The findings of Rafiei et al. suggested that TLR-4 polymorphism is a genetic risk factor for migraine [86]. Other evidence has indicated that TLR4 is associated with hyperalgesia in migraines. The TLR4 signaling pathway promotes hyperalgesia induced by acute inflammatory soup delivery by stimulating the production of proinflammatory cytokines and activating microglia [87]. IL-18-mediated microglia/astrocyte interactions in the medullary dorsal horn likely contribute to the development of hyperpathia or allodynia induced by migraines [88]. In periorbital hypersensitivity of migraine, the TLR4 antagonist (+)-naltrexone blocked the development of facial allodynia after supradural inflammatory soup [89].

In addition, the relationship between the gut microbiota and migraine is currently a hot research topic. Significant research has shown that migraine is associated with functional gastrointestinal disorders (FGIDs), such as functional nausea, cyclic vomiting syndrome, and irritable bowel syndrome (IBS). Modulation of the Kynurenine (l-kyn) pathway (KP) may provide common triggers for migraine and FGIDs involving of TLR, aryl hydrocarbon receptor (AhR), and MyD88 activation; Meanwhile, TLR4 signaling was observed to initiate and maintain migraine-like behavior through mouse MyD88, and KP metabolites detected downstream of TLR activation may be a marker of IBS. Therefore, TLR4 may play a role in the mechanism of migraine induced by FGIDS [47, 48] (Fig. 3).

Although the relationship between TLR4 and migraine is more well-studied than that between TLR2 and TLR3, the related upstream and downstream mechanisms still require significant research.

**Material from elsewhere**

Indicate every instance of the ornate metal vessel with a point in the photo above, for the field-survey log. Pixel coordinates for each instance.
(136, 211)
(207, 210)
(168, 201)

Conclusions and perspectives

Decades of work have indicated that pain and inflammation are subtly entangled concepts. Here, we present evidence that TLRs are essential for migraine development. Research thus far has suggested that the TLR family members TLR2, TLR3, and TLR4 are associated with migraine, but the detailed underlying pathways and mechanisms remain unclear.

Since the effect of each TLR on pain varies widely due to its structure and cellular location, future studies should investigate the signaling properties of TLRs in migraine attacks at a deeper level, while seeking to translate preclinical insights into effective treatment. In the study of the relationship between TLR2, TLR3, TLR4, and migraine, more attention should be paid to the study of the detailed signaling pathways. We further dissected how each TLR affects nociception and how its expression in glial cells and neurons, or crosstalk between the two, differentially affects the processing of migraines. In addition to TLR2, TLR3, and TLR4, future research should also focus on the roles of TLR5, TLR7, TLR8, and TLR9 in the etiology of neuropathic pain in migraine. Despite these challenges, continuing to elucidate the role of each TLR in representing pain experience provides a very promising opportunity to improve pain in migraine sufferers.